Die Feste der Sieger
Drittens die Grillparties, die in zwei unserer drei Fälle eine Rolle spielen. Ich denke, sie sind kein Zufall. Wenn Empathie „natürlich“ ist, muss ihre kollektive Verweigerung bewältigt werden. Die Kroaten von Visici veranstalten am Tag nach dem Abtransport der Muslime eine Party. Die Bewohner von Gorino verwandeln die blockierten Straßen nach dem Sieg in Grillmeilen. Nur aus Zynismus? Natürlich ahnen viele Beteiligte, dass die verbarrikadierten Straßen ein zivilisatorischer Bruch sind, ein Rückfall auch hinter das eigene Wertempfinden. Die gemeinsame Grillparty ist die Kompensation: Sie ist der umso engere Schulterschluss derer, die dieser Bruch nun zu Komplizen gemacht hat. Seht her, andere verjagen wir, aber bei uns gibt es Treue, Freundschaft, Zusammenhalt. Dies ist die „Heimat“, die wir verteidigen. Hak mich unter, Kumpel, gegen alles Fremde, das sich hier hineindrängen will.

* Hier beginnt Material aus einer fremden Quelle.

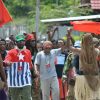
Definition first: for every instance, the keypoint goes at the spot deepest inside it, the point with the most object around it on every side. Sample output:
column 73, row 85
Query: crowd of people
column 51, row 69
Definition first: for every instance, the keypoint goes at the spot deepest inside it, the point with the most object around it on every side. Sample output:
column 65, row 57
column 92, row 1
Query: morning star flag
column 4, row 14
column 95, row 4
column 18, row 74
column 86, row 26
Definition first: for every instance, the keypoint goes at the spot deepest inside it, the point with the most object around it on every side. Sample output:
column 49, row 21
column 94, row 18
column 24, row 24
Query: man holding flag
column 4, row 14
column 19, row 75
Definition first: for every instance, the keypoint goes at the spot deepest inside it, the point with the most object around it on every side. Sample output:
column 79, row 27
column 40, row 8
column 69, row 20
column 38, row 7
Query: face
column 39, row 47
column 20, row 44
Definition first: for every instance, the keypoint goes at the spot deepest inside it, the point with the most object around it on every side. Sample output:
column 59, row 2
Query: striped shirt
column 19, row 74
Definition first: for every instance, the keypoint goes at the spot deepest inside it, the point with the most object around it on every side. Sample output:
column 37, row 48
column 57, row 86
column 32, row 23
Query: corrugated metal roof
column 95, row 4
column 70, row 18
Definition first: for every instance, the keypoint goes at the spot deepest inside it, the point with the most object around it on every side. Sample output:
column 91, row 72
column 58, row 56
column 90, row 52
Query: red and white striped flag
column 95, row 4
column 4, row 14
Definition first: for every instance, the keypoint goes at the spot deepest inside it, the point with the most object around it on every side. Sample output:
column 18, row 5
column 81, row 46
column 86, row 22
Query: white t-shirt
column 47, row 63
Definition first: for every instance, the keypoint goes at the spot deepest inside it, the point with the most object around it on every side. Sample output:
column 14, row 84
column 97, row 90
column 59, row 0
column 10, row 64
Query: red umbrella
column 86, row 26
column 4, row 14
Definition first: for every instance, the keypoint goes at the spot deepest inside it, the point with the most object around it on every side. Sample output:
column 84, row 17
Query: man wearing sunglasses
column 45, row 61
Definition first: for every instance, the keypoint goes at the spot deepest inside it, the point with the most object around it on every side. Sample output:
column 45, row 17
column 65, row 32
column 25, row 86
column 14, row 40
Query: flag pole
column 37, row 16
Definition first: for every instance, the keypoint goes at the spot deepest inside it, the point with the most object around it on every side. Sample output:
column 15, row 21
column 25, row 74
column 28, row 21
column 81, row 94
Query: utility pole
column 37, row 16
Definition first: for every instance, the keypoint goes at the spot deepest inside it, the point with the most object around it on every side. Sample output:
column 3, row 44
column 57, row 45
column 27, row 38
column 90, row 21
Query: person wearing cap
column 45, row 62
column 31, row 45
column 89, row 81
column 19, row 75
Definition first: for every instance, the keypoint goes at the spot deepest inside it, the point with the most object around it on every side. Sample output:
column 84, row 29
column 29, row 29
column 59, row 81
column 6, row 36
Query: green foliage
column 24, row 11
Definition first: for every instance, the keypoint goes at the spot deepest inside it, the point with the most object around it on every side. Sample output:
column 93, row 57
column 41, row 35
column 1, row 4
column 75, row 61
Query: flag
column 86, row 26
column 95, row 4
column 4, row 14
column 19, row 74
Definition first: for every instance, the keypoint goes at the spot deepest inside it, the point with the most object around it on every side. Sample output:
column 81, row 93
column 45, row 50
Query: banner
column 86, row 26
column 4, row 14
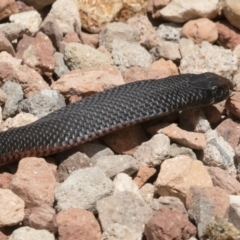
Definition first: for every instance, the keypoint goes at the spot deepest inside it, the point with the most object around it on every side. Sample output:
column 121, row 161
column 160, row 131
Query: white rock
column 154, row 151
column 184, row 10
column 210, row 58
column 30, row 20
column 27, row 233
column 11, row 208
column 83, row 188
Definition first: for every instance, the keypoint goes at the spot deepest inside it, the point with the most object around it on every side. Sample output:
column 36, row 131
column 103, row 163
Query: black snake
column 110, row 110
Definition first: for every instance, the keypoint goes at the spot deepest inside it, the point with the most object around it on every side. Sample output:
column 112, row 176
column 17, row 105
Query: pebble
column 54, row 53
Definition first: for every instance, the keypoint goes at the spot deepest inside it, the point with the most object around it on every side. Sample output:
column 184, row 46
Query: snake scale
column 111, row 110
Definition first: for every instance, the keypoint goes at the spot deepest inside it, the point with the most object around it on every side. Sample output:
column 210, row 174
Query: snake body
column 111, row 110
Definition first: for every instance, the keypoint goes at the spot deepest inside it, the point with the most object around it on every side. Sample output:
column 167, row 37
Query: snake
column 111, row 110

Nachtrag: In den italienischen Medien werden die Ereignisse von Gorino heftig diskutiert. Ezio Mauro von der „Repubblica“ schrieb einen Kommentar, der die Rebellion von Gorino mit der desolaten Lage in der italienischen Peripherie erklärt. Aus Deutschland wissen wir, dass diese Erklärung immerhin eine Teilwahrheit enthält (zu der allerdings die Grillparty nicht so recht passen will). Ihre Zweischneidigkeit besteht darin, dass sie sich selbst in das Opfermuster fügt: Dass ich Flüchtlinge verjage, zeigt ja nur, wie dreckig es mir geht.